I have put in a trigger group, new barrel with Bentz Chamber, 24". Redid the stock to fit the barrel, one piece scope mount. Accurate beyond belief for a 10/22. Still having misfires, too new.
I chamfered the bolt, and reheadspaced it.
I did not pin the firing pin!!!
I tried the CCI Blazer ammo. Four and five at a time per mag, no fire! All the others did well. The Best was the Remington Thunderbolt. Every time.
Guess I gotta take her down, and drill and pin.
Thought I would get away with it.
Oh well.

kyle623
10-26-2010, 07:05 PM
i was gonna say recheck your head spacing but it sounds like your sure of it.

docone31
10-26-2010, 07:13 PM
Yeah.
I set the head space at .042. I like a somewhat loose fit. .040 is minimum. The barrel is Bentz Chambered and I wanted to use any ammo.
It really is the pinning the firing pin. I have sent it out to a specialist.
He does great work.
40$, chamfered, headspaced, pinned, new firing pin, new extractor and jeweled!
Should be slick.

Tom-ADC
10-26-2010, 08:22 PM
Years ago I sent mine to Clarke for one of their barrels and a trigger/action job. That rifle shoots everything and is a tack driver.

docone31
10-26-2010, 09:01 PM
This is what I will be getting back.
http://sites.google.com/site/quesplace/
Totally tricked out!
It is already accurate at 100yds to put an entire mag into the logo on a bowling pin.
Good enough for me.

Frozone
10-26-2010, 10:27 PM
The new barrel can set back into the reciever farther than the stock one does. This moves the bolt back as well. The result is the hammer hits the bottom of the bolt before it fully strikes the firing pin. This will cause light primer strikes and misfires. Trim a little off the bolt 's lower rear face a few thous at a time. Test, trim more if needed, repeat. When the problem is solved reradius the bolt.

docone31
10-26-2010, 10:42 PM
I have already chamfered and reduced the lower rear bolt edge.
Chamfering does make a difference!
I think it is the Bentz Chamber. That is know to cause issues such as I have been experienceing. Also, machineing marks within the bolt face. I will have polished that, plus bring the headspace to .040. That and pinning the firing pin should fix a bunch of stuff. Just changeing out the extractor made a big difference. The Ruger extractor is good, but the new one has a different angle. Efficiently pulls stuck shells out of the chamber.
That is how I can tell the chamber is still tight.
I have fired some cartridges with lapping compound on them. Helped some, but still some hang ups.
You are correct about the new barrel. The set back is different. I had to pin the reciever and trigger group to the stock. I put a bushing into the forestock, which I installed a set screw to tighten to the barrel. Once I did that, POA became repeateable with total tear down and cleaning.
Those rifles are addictive, and fun!

EMC45
10-27-2010, 01:38 PM
I bought one years ago as a donor receiver and found it shoots so well with the all the stock parts I left it alone. Mine prefers CCI blazer. I have a fixed 4 scope on it and it is a killer!

Finster101
10-27-2010, 01:46 PM
What is the preferred trigger group? I have not done mine yet, but I'm thinking it will happen soon.

James

JIMinPHX
10-27-2010, 02:24 PM
Bentz chambers are a little tighter than average. If your cartridges are not going fully into battery, that could cause the problems that you are describing. I would take the barrel out of the rifle & try dropping cartridges into the chamber by hand. If they don't go freely, then you may have an ammo/chamber tolerance issue.

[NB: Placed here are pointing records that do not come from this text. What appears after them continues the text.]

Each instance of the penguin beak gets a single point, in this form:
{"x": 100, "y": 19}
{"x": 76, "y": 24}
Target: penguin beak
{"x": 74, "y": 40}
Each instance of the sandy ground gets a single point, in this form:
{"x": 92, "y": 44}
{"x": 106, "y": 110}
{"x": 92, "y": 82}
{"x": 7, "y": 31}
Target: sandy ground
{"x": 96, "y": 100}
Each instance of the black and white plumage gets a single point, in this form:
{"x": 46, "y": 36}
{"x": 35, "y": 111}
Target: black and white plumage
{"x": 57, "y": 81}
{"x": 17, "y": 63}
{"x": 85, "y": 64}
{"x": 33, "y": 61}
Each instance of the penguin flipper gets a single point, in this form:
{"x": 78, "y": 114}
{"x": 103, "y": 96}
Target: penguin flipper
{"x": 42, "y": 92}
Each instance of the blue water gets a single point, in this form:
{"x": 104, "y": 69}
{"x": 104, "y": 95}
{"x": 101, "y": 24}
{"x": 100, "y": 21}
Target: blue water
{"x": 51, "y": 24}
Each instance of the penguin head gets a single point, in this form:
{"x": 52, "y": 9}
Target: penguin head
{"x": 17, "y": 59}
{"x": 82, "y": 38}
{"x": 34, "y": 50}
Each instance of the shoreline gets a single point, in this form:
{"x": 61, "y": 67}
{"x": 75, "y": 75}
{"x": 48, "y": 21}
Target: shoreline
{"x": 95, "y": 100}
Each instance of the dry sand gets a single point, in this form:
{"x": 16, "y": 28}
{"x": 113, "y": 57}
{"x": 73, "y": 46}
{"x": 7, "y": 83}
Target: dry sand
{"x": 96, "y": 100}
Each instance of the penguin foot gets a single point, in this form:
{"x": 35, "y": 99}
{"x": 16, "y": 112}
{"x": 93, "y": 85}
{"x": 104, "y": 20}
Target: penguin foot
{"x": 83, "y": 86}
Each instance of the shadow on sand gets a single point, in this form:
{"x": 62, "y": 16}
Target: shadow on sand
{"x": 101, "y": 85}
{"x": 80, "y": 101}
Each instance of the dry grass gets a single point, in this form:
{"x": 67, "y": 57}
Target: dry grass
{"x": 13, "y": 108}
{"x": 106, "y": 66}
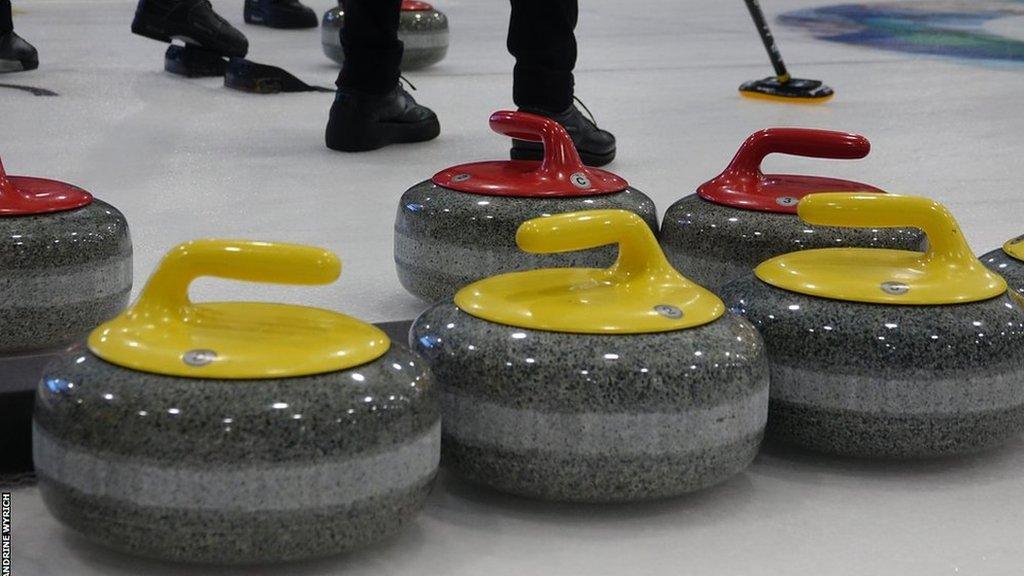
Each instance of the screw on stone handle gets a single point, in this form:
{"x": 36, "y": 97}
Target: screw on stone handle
{"x": 797, "y": 141}
{"x": 560, "y": 157}
{"x": 638, "y": 249}
{"x": 233, "y": 259}
{"x": 945, "y": 241}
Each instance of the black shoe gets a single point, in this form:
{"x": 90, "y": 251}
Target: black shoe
{"x": 190, "y": 21}
{"x": 596, "y": 147}
{"x": 16, "y": 54}
{"x": 360, "y": 121}
{"x": 280, "y": 13}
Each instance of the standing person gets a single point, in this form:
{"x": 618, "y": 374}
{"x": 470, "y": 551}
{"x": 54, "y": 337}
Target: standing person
{"x": 373, "y": 110}
{"x": 15, "y": 53}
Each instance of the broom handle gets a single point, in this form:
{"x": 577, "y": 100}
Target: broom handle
{"x": 766, "y": 37}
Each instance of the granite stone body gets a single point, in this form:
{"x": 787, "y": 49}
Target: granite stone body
{"x": 424, "y": 33}
{"x": 595, "y": 418}
{"x": 876, "y": 380}
{"x": 61, "y": 275}
{"x": 445, "y": 239}
{"x": 237, "y": 471}
{"x": 1008, "y": 266}
{"x": 713, "y": 244}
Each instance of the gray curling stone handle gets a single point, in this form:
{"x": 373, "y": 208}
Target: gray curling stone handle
{"x": 797, "y": 141}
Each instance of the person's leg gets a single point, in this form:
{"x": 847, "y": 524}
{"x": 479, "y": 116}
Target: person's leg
{"x": 373, "y": 51}
{"x": 6, "y": 24}
{"x": 542, "y": 38}
{"x": 372, "y": 110}
{"x": 15, "y": 53}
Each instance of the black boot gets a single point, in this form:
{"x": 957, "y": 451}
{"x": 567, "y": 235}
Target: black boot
{"x": 280, "y": 13}
{"x": 596, "y": 147}
{"x": 16, "y": 54}
{"x": 359, "y": 121}
{"x": 190, "y": 21}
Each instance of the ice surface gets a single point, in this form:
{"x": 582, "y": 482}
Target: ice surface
{"x": 187, "y": 158}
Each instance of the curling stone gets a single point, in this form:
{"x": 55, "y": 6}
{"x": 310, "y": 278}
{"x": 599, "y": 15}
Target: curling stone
{"x": 1009, "y": 262}
{"x": 65, "y": 268}
{"x": 881, "y": 353}
{"x": 422, "y": 29}
{"x": 460, "y": 225}
{"x": 236, "y": 433}
{"x": 743, "y": 216}
{"x": 595, "y": 384}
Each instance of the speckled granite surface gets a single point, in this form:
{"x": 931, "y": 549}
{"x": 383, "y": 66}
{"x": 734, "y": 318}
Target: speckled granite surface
{"x": 886, "y": 380}
{"x": 445, "y": 239}
{"x": 424, "y": 33}
{"x": 713, "y": 245}
{"x": 595, "y": 417}
{"x": 237, "y": 471}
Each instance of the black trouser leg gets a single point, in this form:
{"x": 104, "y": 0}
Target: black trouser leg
{"x": 373, "y": 51}
{"x": 542, "y": 40}
{"x": 6, "y": 25}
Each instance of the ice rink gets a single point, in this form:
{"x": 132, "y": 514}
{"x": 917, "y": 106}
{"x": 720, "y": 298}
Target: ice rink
{"x": 186, "y": 159}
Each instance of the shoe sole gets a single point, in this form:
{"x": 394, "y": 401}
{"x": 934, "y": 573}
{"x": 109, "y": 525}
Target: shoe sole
{"x": 536, "y": 152}
{"x": 255, "y": 17}
{"x": 17, "y": 66}
{"x": 374, "y": 136}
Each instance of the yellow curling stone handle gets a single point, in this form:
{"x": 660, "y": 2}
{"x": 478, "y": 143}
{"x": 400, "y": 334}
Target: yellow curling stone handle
{"x": 640, "y": 293}
{"x": 947, "y": 273}
{"x": 166, "y": 333}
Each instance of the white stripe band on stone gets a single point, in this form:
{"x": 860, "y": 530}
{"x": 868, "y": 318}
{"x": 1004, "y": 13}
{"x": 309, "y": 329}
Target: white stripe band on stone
{"x": 476, "y": 422}
{"x": 290, "y": 486}
{"x": 65, "y": 285}
{"x": 929, "y": 394}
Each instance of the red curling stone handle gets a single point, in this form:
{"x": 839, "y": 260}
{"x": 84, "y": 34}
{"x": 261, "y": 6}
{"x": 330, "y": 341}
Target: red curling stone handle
{"x": 560, "y": 157}
{"x": 797, "y": 141}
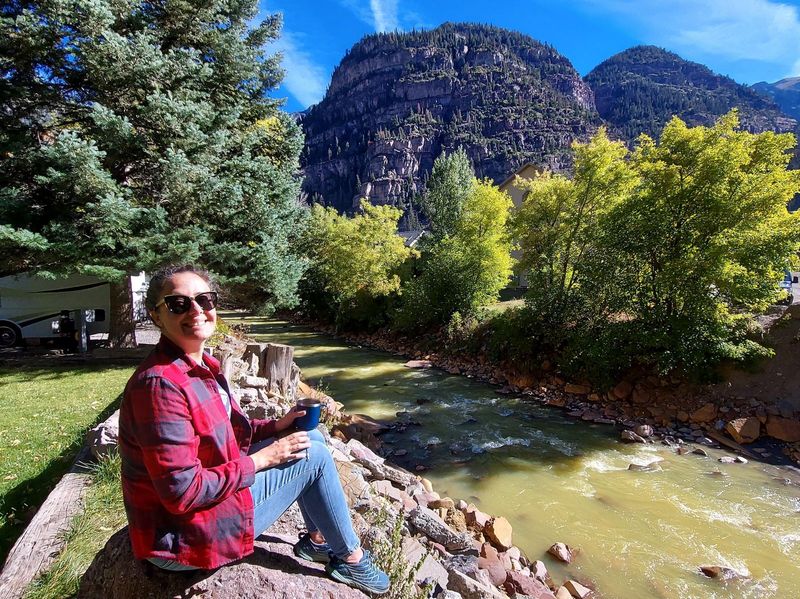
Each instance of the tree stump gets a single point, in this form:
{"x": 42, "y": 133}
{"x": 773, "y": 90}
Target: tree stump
{"x": 281, "y": 372}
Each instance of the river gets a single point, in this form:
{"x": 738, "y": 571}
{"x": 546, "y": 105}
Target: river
{"x": 639, "y": 534}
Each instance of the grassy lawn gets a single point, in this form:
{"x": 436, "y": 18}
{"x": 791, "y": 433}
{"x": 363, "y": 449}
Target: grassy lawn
{"x": 103, "y": 515}
{"x": 44, "y": 412}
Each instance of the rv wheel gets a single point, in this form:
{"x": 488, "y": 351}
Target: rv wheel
{"x": 8, "y": 336}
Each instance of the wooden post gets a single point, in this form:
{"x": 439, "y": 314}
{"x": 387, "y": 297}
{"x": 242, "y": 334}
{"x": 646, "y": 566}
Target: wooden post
{"x": 280, "y": 371}
{"x": 43, "y": 539}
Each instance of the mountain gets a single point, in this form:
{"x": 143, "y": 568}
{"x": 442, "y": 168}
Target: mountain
{"x": 785, "y": 93}
{"x": 397, "y": 100}
{"x": 640, "y": 89}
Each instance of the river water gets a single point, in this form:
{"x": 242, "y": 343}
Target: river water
{"x": 639, "y": 534}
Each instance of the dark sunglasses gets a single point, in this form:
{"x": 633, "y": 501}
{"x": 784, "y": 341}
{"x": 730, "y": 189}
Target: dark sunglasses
{"x": 181, "y": 304}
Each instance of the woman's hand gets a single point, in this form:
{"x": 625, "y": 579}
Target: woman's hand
{"x": 287, "y": 449}
{"x": 287, "y": 421}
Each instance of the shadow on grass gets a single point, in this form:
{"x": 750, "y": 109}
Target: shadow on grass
{"x": 26, "y": 497}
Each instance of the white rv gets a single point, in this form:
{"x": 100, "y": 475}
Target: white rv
{"x": 34, "y": 308}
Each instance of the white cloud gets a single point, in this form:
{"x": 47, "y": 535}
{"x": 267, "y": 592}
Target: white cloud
{"x": 384, "y": 13}
{"x": 360, "y": 9}
{"x": 760, "y": 30}
{"x": 379, "y": 14}
{"x": 304, "y": 79}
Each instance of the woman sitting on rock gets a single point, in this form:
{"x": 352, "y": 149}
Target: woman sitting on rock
{"x": 200, "y": 481}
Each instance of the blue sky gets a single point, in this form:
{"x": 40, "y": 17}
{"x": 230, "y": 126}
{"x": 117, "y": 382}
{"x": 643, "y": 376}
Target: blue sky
{"x": 748, "y": 40}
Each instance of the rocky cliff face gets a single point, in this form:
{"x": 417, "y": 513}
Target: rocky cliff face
{"x": 396, "y": 101}
{"x": 785, "y": 93}
{"x": 640, "y": 89}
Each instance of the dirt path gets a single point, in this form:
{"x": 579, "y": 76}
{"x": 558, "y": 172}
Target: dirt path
{"x": 777, "y": 380}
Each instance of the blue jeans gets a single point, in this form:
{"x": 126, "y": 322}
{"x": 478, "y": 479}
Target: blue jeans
{"x": 314, "y": 484}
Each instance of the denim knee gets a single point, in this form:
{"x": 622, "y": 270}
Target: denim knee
{"x": 315, "y": 435}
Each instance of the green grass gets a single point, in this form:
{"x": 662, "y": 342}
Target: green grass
{"x": 102, "y": 516}
{"x": 506, "y": 305}
{"x": 45, "y": 411}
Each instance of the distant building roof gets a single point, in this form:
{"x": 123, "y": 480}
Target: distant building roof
{"x": 526, "y": 171}
{"x": 411, "y": 237}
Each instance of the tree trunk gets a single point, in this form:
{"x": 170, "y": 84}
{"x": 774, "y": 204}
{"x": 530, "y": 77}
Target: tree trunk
{"x": 122, "y": 329}
{"x": 42, "y": 540}
{"x": 280, "y": 371}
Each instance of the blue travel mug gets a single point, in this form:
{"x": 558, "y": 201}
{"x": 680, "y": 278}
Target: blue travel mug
{"x": 312, "y": 408}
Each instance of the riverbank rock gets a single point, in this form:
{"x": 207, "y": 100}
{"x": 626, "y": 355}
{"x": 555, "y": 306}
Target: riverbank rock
{"x": 418, "y": 364}
{"x": 432, "y": 526}
{"x": 706, "y": 413}
{"x": 499, "y": 531}
{"x": 272, "y": 571}
{"x": 517, "y": 584}
{"x": 783, "y": 429}
{"x": 632, "y": 437}
{"x": 744, "y": 430}
{"x": 562, "y": 552}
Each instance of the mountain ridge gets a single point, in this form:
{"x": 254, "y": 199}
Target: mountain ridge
{"x": 397, "y": 100}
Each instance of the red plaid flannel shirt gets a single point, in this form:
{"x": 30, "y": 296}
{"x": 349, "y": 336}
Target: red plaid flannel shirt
{"x": 185, "y": 469}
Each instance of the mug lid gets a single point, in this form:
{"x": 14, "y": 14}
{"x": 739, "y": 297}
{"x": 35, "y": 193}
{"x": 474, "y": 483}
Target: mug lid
{"x": 308, "y": 401}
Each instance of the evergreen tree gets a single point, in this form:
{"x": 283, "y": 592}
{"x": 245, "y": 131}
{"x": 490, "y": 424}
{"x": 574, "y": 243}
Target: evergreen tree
{"x": 452, "y": 180}
{"x": 137, "y": 133}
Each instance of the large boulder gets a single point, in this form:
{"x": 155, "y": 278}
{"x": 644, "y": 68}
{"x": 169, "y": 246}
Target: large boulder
{"x": 744, "y": 430}
{"x": 271, "y": 571}
{"x": 432, "y": 526}
{"x": 706, "y": 413}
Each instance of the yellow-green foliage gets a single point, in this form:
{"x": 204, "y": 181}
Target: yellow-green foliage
{"x": 709, "y": 217}
{"x": 464, "y": 270}
{"x": 358, "y": 258}
{"x": 557, "y": 225}
{"x": 657, "y": 255}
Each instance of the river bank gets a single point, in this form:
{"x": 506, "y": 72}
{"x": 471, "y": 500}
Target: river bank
{"x": 674, "y": 408}
{"x": 641, "y": 532}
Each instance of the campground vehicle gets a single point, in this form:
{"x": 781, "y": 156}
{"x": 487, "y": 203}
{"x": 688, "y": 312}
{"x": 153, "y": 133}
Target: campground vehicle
{"x": 66, "y": 310}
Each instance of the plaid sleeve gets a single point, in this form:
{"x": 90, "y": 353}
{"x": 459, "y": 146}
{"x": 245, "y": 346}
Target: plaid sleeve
{"x": 263, "y": 429}
{"x": 169, "y": 443}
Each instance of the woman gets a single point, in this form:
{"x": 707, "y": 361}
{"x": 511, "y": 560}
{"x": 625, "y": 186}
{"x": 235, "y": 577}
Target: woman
{"x": 196, "y": 489}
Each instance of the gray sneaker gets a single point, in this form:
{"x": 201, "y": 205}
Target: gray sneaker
{"x": 308, "y": 549}
{"x": 364, "y": 575}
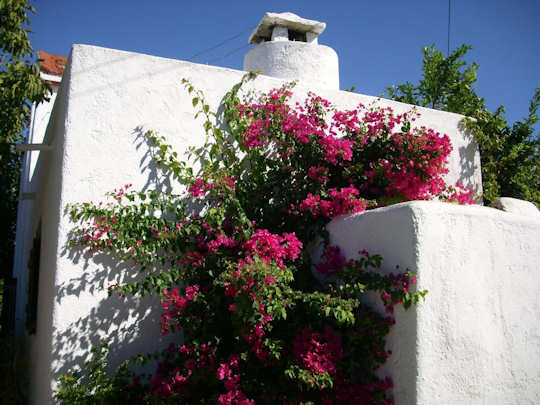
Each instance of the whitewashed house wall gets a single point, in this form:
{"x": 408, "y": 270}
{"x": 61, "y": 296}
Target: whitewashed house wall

Since you said that some ammo worked better than other types, I would measure the diameter, length to ogive & rim height of each type & look to see what is different from one type to another. That may give you a clue to where your problem originates. If the rims are different heights, then I'd look towards headspace. If the diameters are different, then I'd look towards chamber diameter. If the length to ogive is different, then I'd look at the throat.

I'd also look at the fired brass & see what the firing pin marks look like.

You may want to take a piece of fired brass & put it back in the chamber 4 or 5 times to make a fresh firing pin mark in a few different places. If the firing pin marks vary in depth on the same case that was seated to the same depth every time, then something in your firing system is intermittent. If all the marks are shallow, then your better luck with one brand of ammo may have just been from better primer sensitivity.

JIMinPHX
10-27-2010, 02:29 PM
I bought one years ago as a donor receiver and found it shoots so well with the all the stock parts I left it alone.

That was my experience too. There are plenty of aftermarket parts out there for them, but they are so good as-is that I really don't mess with them much.

I do like a take down stock for easy cleaning & for back packing. I am still looking for a 1:9 twist barrel in the stock taper, that doesn't cost as much as a new rifle would, so that I can try to get better accuracy with the 60-grain SSS ammo, but other than that, I like the plain Jane version.